Un progetto ambizioso alla deriva, o almeno questo sembra essere negli ultimi tempi l’Unione Europea, tra problemi politico-strutturali, movimenti indipendentisti e la scissione da uno dei Paesi più importanti a livello economico dal blocco economico europeo completata appena qualche settimana fa. In effetti della Brexit si è parlato e si parla davvero molto, alludendo a una situazione di grave crisi a livello economico in un continente sempre più sotto pressione a livello di competitività internazionale. Difficile al momento fare delle previsioni, ma quali vantaggi potrebbe effettivamente trarne l’Italia e il nostro territorio? Al contrario di quanto comunemente si pensi, nel corso di ogni fase di turbolenza si ha la possibilità di riaffermarsi e riemergere quale potenza economica. Difficile pensare alla nostra economia quale ad un competitor con quella francese, maggiore della stessa economia inglese agli inizi degli anni ’90. Potrebbe essere questo il momento per tornare a splendere tra le stelle dell’Unione Europea?

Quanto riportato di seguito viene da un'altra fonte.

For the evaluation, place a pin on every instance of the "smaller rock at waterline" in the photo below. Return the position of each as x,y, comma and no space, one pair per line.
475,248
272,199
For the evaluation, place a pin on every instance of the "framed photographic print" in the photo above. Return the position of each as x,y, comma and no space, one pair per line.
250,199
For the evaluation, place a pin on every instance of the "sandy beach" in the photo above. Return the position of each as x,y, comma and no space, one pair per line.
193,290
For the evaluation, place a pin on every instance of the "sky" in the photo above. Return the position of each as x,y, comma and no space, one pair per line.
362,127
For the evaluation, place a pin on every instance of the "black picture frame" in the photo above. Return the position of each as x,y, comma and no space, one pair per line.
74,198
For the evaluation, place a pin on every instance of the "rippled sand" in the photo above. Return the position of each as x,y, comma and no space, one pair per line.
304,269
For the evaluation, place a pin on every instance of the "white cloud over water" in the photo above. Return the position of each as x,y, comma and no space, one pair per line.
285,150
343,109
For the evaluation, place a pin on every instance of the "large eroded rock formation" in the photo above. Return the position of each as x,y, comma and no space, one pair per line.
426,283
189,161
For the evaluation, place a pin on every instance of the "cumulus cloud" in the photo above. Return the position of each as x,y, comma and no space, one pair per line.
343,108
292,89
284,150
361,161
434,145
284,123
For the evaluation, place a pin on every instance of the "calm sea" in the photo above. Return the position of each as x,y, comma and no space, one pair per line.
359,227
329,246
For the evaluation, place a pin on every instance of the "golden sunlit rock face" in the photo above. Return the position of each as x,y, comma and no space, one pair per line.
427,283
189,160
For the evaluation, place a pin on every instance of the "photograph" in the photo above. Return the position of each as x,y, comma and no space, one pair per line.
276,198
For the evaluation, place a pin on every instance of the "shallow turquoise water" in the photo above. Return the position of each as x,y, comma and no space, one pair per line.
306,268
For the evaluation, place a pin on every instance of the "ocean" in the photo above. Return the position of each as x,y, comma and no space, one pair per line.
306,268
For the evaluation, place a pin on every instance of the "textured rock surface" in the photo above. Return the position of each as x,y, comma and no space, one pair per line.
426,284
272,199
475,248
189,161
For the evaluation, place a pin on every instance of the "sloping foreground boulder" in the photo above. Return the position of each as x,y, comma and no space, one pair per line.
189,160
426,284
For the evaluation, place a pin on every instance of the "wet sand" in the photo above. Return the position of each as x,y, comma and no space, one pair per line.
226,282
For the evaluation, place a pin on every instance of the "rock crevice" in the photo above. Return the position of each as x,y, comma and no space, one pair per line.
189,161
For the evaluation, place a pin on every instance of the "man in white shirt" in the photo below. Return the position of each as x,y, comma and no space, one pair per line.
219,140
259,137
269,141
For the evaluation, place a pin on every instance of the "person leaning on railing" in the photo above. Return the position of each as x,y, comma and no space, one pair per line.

Sicuramente una grande opportunità è data dalle delocalizzazioni, con grandi banche di investimento e multinazionali alla ricerca di nuovi sedi operativi per rientrare nel quadro legislativo comunitario. E sebbene tra le destinazioni più appetibili si trovino Polonia per i bassi costi della manodopera e Parigi-Francoforte per il tessuto finanziario più sviluppato, anche Milano ha la possibilità di emergere trasformando molti uffici oggi quasi solo di rappresentanza in vere e proprie sedi operative. Lo stesso sindaco Sala ha dichiarato quanto questo possa rivestire una grande opportunità di crescita e sviluppo per il territorio. A livello di export, ancora oggi uno dei veri traini dell’economia italiana, la situazione è particolarmente tesa. Tuttavia, nonostante si stimi per il solo Veneto un possibile costo dato dalla difficoltà burocratica e da potenziali costi e dazi doganali di circa 3.6 miliardi di euro verso UK secondo stime Unioncamere, non vengono considerate invece le possibili opportunità date da una maggiore difficoltà per le imprese inglesi nell’esportare a loro volta nell’area del mercato comune europeo.

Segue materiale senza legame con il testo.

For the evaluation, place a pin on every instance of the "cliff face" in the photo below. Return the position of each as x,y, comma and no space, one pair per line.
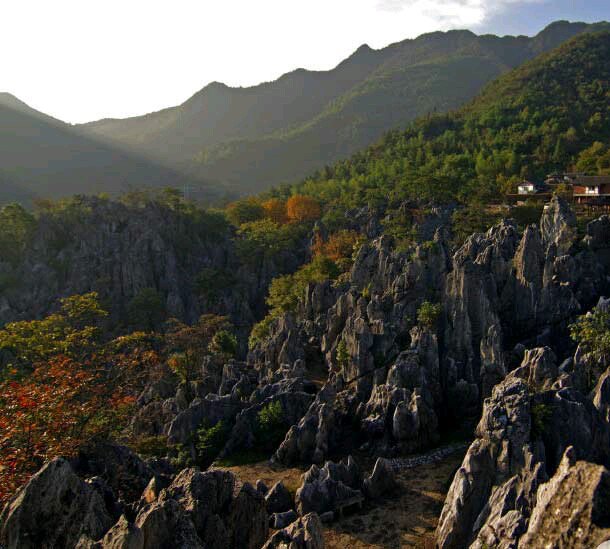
501,292
119,250
392,380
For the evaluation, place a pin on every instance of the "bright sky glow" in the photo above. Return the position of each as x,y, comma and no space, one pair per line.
81,60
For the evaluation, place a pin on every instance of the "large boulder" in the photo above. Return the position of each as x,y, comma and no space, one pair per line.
572,509
201,495
325,489
164,525
54,509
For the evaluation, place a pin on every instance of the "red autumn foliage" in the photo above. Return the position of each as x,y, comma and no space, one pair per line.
52,412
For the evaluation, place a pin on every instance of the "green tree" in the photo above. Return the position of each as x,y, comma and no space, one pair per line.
428,314
146,310
224,343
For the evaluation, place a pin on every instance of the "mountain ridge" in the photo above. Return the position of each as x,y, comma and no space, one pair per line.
279,131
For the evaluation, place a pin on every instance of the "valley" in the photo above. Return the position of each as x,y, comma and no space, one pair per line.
386,325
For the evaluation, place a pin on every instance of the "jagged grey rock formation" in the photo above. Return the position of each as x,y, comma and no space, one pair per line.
521,438
572,509
305,533
278,499
54,509
327,488
381,482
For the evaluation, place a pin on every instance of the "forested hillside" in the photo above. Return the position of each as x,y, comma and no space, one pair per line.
41,157
550,114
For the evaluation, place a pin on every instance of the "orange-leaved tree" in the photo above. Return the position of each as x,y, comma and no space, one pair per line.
301,208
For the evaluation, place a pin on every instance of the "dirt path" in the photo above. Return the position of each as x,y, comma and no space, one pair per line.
407,519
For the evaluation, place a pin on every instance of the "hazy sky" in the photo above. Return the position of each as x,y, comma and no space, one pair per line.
81,60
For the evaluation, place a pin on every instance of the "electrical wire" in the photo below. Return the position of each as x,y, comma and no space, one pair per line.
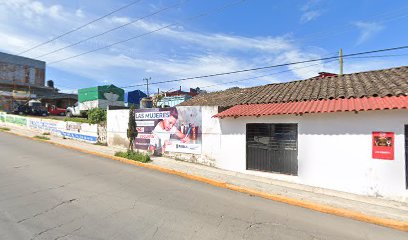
80,27
272,66
113,29
265,75
219,9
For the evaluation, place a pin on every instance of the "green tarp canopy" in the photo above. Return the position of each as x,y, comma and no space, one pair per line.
98,93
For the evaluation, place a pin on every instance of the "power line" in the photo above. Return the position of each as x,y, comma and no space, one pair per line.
79,28
156,30
265,75
272,66
113,29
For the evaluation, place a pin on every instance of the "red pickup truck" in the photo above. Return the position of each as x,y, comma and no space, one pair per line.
53,110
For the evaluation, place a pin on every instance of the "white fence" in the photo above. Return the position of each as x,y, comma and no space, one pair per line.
73,130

Secondo gli ultimi valori della bilancia commerciale UK-Italia, nella sua composizione molto simile alla bilancia commerciale europea in termini di prodotti esportati, tra i maggiori prodotti esportati abbiamo prodotti farmaceutici e chimici, sul quale il nostro territorio ha ancora molto da poter esprimere, e nel comparto motoristico e componentistica, sul quale il nord-est ha grande esperienza e competenza su scala globale. In ogni caso, per le potenziali ricadute economiche dovute al possibile calo export la situazione non tiene conto dei potenziali accordi che verosimilmente verranno a definirsi in futuro tra i due nuovi blocchi. Una generale ridefinizione degli accori commerciali che potrebbe avvenire anche a livello dei singoli Paesi membri verso la Gran Bretagna ma anche tra essi stessi. Realtà estremamente promettenti quali Polonia, destinata a crescere nei decenni a venire, e la Spagna, Paese con il quale da sempre vi sono grandi sinergie e vicinanza culturale, potrebbero rappresentare ottime opportunità per ampliare e consolidare rapporti commerciali vantaggiosi per ambo le parti.

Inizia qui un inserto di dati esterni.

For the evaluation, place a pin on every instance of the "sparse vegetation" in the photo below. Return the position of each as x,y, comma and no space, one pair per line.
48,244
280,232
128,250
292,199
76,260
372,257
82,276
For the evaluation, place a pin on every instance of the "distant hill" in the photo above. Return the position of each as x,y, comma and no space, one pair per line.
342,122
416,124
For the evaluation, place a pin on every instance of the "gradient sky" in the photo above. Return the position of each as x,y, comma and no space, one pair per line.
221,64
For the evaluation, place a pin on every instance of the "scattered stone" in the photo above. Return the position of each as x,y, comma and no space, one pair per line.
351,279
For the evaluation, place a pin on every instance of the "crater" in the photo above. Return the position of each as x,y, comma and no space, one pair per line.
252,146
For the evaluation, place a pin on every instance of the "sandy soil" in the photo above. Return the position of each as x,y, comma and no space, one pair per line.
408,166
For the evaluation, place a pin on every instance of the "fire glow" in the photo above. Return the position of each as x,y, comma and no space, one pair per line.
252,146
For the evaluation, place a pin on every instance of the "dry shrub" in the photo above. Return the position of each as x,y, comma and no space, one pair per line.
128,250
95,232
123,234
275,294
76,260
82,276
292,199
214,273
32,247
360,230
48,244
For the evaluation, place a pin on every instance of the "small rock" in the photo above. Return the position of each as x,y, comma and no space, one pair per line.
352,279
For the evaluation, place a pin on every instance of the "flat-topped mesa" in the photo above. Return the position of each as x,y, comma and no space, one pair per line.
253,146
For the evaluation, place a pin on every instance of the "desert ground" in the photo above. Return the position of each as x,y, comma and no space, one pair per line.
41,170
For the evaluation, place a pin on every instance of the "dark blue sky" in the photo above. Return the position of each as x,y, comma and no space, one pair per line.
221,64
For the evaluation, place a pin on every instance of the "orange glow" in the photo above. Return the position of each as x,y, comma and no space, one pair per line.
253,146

E un risvolto forse poco preso in considerazione è proprio quello di una categoria di “export” tra i più costosi anche nel nostro territorio. La meta più gettonata dai cosiddetti “Cervelli in fuga”, secondo uno studio del 2019 della Fondazione Moressa sull’Economia dell’immigrazione, risulta essere proprio la Gran Bretagna, con un 19% del totale tra i giovani post-laureati emigrati nello scorso anno. E con una potenziale stretta sulle politiche migratorie, a beneficiarne potrebbe esserne per primo proprio il nostro Paese, richiedendo tuttavia nel contempo un necessario incremento della spesa pubblica per l’educazione e la ricerca e favorendo un miglioramento delle condizioni di impiego per i giovani, riducendo il numero di menti brillanti costrette a lasciarsi alle spalle casa alla ricerca di migliori condizioni lavorative.
Si tratta di una grande sfida, dal quale il nostro Paese potrebbe cogliere un grande vantaggio a livello operativo se capace di sfruttare adeguatamente lo scenario che si è venuto a creare. Tornare ad essere una voce forte nel piano decisionale comunitario sulle politiche economiche, rilanciare e creare nuove sinergie con Paesi interni alla comunità e un generale miglioramento delle stesse condizioni interne potrebbero permettere il rilancio della competitività di un Paese in fase di stagnazione da oramai troppo tempo.